The magician looked around the room, sighing himself. How long ago had he been here? This was where he had first met Bartimaeus, gotten himself involved in matters far beyond his control. He wondered briefly if this Nathaniel was planning to summon the djinni; most likely he was. The boy looked up at him suddenly, an idea having formed in his mind. "Mr. Mandrake, have you been to Parliament?" He was taken aback somewhat by the question, but his answer came swiftly.
"...I have. Mind you, it turned out to be different than what I'd expected." Nathaniel raised an eyebrow.
"What do you mean?"
"Oh, when I was around your age, I thought that the government was perfect. I thought that by joining it I'd be respected, lead a satisfying career and life. I was wrong, although I met some people during my time there that I am glad I met." He searched Nathaniel's face; the boy's expression was stony. "I guess you're a bit too young to understand... When do you have your lesson?"
"Ah." John Mandrake moved to the door to leave. Nathaniel grew pale. "Uh, Mr. Mandrake... If you really are going to stay here, could you come to my room this evening?
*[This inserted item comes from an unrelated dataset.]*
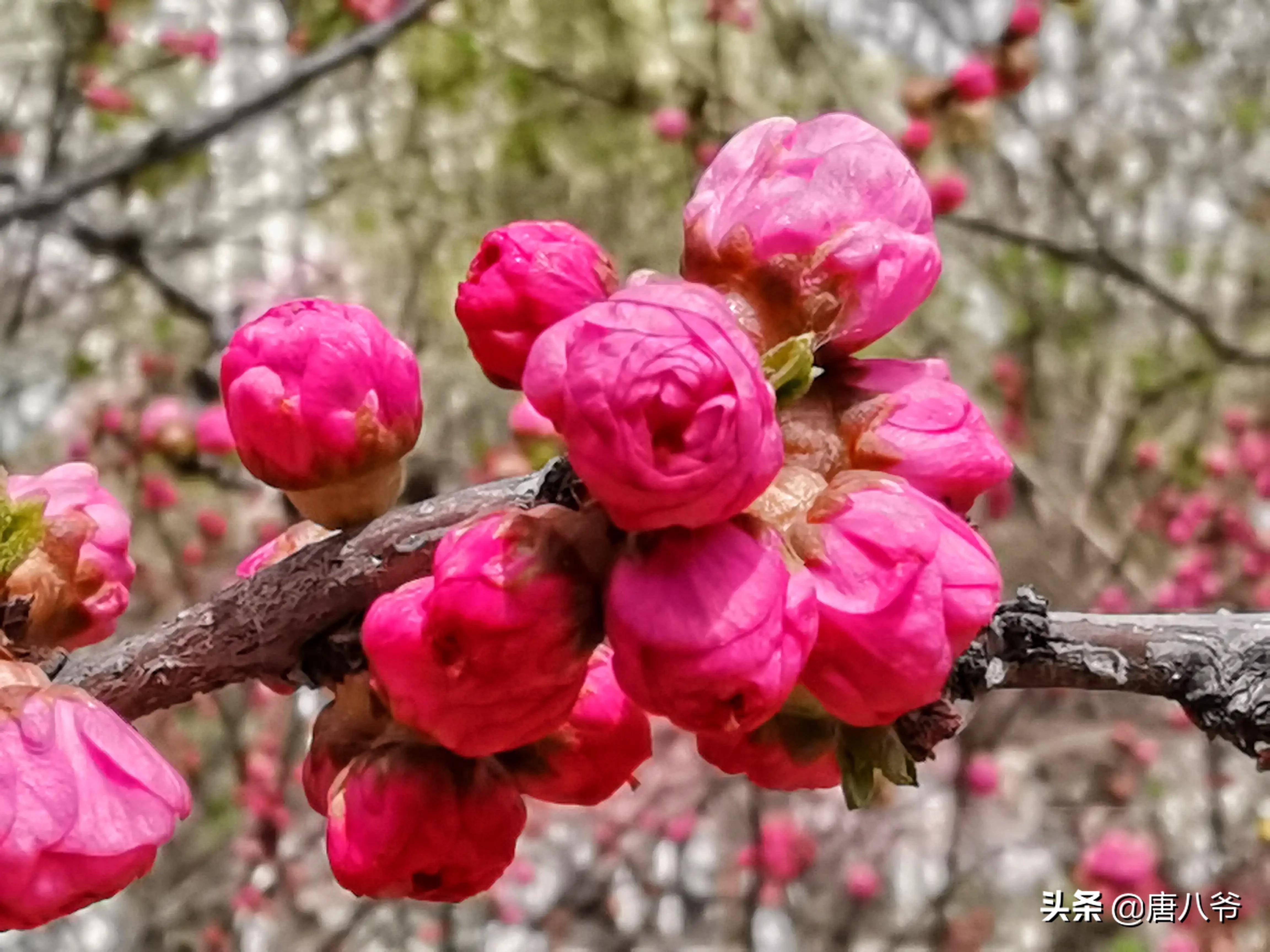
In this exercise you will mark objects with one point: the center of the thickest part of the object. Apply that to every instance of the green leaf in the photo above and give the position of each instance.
(790, 367)
(865, 752)
(22, 527)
I'd like your opinion on something." Mandrake glanced at Nathaniel.
"I'd be glad to, but if you excuse me, I feel like taking a walk."
A/N: Did anyone feel the chapter a little abrupt? Well, anyways, the ending of Ptomely's Gate kind of set me off wrong, so I decided to expand upon it like this; Nathaniel gets a chance to see things in a new light, and while it is a Nathaniel fic, Bartimaeus WILL be appearing. Anyways, I don't think it's too difficult to assume what happened.